Jamie looked surprised.

“I forgot I had a horse,” he confessed. “I dinna ken about the driver—didna see him lyin’ in the road, at least.” He glanced vaguely round. “Where’s Monsieur Pickle?”

“Dead. Stay there, aye?”

Ian sighed, got up, and loped back down the road, where there was no sign of the driver, though he walked to and fro calling for a while. Fortunately, he did come across Jamie’s horse peaceably cropping grass by the verge. He rode it back and found the women on their feet, discussing something in low voices, now and then looking down the road or standing on their toes in a vain attempt to see through the trees.

Jamie was still sitting on the ground, eyes closed—but at least upright.

“Can ye ride, man?” Ian asked softly, squatting down by his friend. To his relief, Jamie opened his eyes at once.

“Oh, aye. Ye’re thinkin’ we should ride into Saint-Aulaye and send someone back to do something about the coach and Peretz?”

“What else is there to do?”

“Nothing I can think of. I dinna suppose we can take him with us.” Jamie got to his feet, swaying a little but without needing to hold on to the tree. “Can the women ride, d’ye think?”

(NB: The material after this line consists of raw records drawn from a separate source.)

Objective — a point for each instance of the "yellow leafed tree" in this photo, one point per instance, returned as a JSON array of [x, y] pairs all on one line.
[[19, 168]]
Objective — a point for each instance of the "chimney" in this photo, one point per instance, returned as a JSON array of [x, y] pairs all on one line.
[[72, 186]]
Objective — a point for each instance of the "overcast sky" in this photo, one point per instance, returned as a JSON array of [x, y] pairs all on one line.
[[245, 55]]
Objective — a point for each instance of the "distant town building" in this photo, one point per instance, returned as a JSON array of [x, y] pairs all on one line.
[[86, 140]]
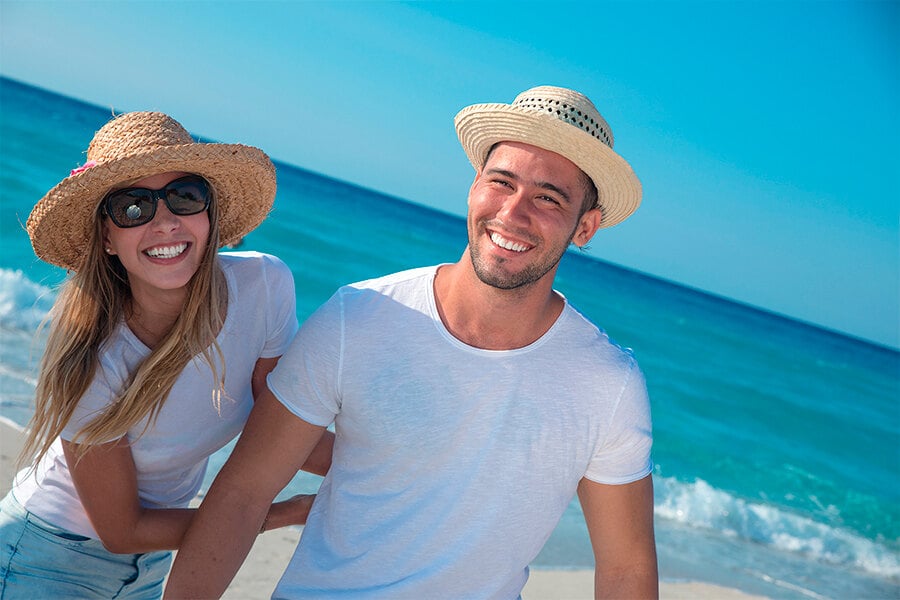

Marie could, it turned out—at least a little. Rebekah had never been on a horse. After more discussion than Ian would have believed possible on the subject, he got the late M. Peretz decently laid out on the coach’s seat with a handkerchief over his face against flies, and the rest of them finally mounted: Jamie on his horse with the Torah scroll in its canvas wrappings bound behind his saddle—between the profanation of its being touched by a Gentile and the prospect of its being left in the coach for anyone happening by to find, the women had reluctantly allowed the former—the maid on one of the coach horses, with a pair of saddlebags fashioned from the covers of the coach’s seats, these filled with as much of the women’s luggage as they could cram in, and Ian with Rebekah on the saddle before him.

Rebekah looked like a wee dolly, but she was surprisingly solid, as he found when she put her foot in his hands and he tossed her up into the saddle. She didn’t manage to swing her leg over and instead lay across the saddle like a dead deer, waving her arms and legs in agitation. Wrestling her into an upright position and getting himself set behind her left him red-faced and sweating, far more than dealing with the horses had.

Jamie gave him a raised eyebrow, as much jealousy as amusement in it, and he gave Jamie a squinted eye in return and put his arm round Rebekah’s waist to settle her against him, hoping that he didn’t stink too badly.


It was dark by the time they made it into Saint-Aulaye and found an inn that could provide them with two rooms. Ian talked to the landlord and arranged that someone should go in the morning to retrieve M. Peretz’s body and bury it; the women weren’t happy about the lack of proper preparation of the body, but as they insisted he must be buried before the next sundown, there wasn’t much else to be done. Then he inspected the women’s room, looked under the beds, rattled the shutters in a confident manner, and bade them good night. They looked that wee bit frazzled.

Going back to the other room, he heard a sweet chiming sound and found Jamie on his knees, pushing the bundle that contained the Torah scroll under the single bed.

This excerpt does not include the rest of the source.